Slovenia: Economy grows at weakest stride in nearly four years in Q2
The economy grew 2.5% year-on-year in the second quarter, marking a notable deceleration from the first-quarter’s 3.3% upturn, according to detailed data released by Slovenia’s Statistical Institute on 30 August. The second-quarter’s expansion was the weakest since Q3 2015.
A negative contribution by net exports drove the slowdown, contrasting the positive contribution in Q1. While annual export growth climbed from 7.9% in Q1 to 9.4% in Q2 despite the challenging external conditions, imports accelerated more sharply (Q2: +12.3% year-on-year; Q1: +7.7% yoy), reflecting the strengthening of domestic demand. Taken together, the external sector deducted 1.3 percentage points from growth in Q2, contrasting a 0.8-percentage-points addition in the previous quarter.

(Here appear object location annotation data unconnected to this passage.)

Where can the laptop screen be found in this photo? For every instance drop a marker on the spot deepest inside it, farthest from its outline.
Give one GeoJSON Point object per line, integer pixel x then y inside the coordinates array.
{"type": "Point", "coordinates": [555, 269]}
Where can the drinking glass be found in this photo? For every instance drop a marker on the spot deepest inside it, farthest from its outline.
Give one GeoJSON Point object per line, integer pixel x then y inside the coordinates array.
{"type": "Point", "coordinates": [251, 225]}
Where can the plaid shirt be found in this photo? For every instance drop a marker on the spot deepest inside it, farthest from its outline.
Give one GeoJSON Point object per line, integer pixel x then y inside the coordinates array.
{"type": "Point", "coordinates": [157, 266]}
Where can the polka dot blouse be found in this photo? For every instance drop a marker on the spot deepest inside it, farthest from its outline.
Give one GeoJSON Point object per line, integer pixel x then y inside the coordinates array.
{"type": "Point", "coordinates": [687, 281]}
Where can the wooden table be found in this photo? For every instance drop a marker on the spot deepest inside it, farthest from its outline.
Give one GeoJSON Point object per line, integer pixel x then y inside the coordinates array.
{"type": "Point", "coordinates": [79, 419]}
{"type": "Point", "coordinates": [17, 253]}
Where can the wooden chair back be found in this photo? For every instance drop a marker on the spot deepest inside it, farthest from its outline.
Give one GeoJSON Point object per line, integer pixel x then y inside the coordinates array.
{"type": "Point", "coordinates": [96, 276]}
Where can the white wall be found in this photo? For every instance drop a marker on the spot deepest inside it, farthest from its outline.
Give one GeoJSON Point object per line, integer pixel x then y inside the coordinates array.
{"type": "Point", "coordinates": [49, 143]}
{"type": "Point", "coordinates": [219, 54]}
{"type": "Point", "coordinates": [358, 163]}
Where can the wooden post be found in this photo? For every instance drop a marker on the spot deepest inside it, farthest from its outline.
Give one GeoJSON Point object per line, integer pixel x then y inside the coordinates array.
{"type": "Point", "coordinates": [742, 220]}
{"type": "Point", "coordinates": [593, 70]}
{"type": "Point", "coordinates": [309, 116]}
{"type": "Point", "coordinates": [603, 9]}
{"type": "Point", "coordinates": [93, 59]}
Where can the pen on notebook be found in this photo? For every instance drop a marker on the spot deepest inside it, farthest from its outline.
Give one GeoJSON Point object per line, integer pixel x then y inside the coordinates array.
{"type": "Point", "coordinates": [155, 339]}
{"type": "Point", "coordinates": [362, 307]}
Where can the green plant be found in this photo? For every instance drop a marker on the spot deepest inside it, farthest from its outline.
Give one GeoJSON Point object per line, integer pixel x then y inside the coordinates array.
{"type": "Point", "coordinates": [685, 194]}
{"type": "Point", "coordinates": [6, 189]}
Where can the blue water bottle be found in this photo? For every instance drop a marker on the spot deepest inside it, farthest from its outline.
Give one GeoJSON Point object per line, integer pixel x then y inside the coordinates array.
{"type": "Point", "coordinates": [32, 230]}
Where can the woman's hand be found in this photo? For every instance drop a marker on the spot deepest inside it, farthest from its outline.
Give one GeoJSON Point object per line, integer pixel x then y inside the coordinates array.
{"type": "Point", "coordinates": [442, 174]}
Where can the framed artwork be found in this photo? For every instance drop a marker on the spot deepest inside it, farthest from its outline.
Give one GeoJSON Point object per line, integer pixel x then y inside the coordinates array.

On the other hand, domestic demand picked up in the quarter (Q2: +4.2% yoy; Q1: +2.7% yoy). The improvement reflected higher private consumption growth, which rose to 3.4% from 2.3% in the first quarter, buoyed by a tight labor market and despite consumers turning more pessimistic in the period. Meanwhile, fixed investment growth fell, albeit remained strong, weighed on by weaker business sentiment (Q2: +6.9% yoy, Q1: +10.0% yoy). Moreover, government consumption decelerated sharply in the quarter, limiting the expansion in domestic demand (Q2: +1.0% yoy; Q1: +3.9% yoy).
On a seasonally- and working-day adjusted, quarter-on-quarter basis, the economy grew 0.2% in the second quarter, decelerating from Q1’s 0.6% expansion.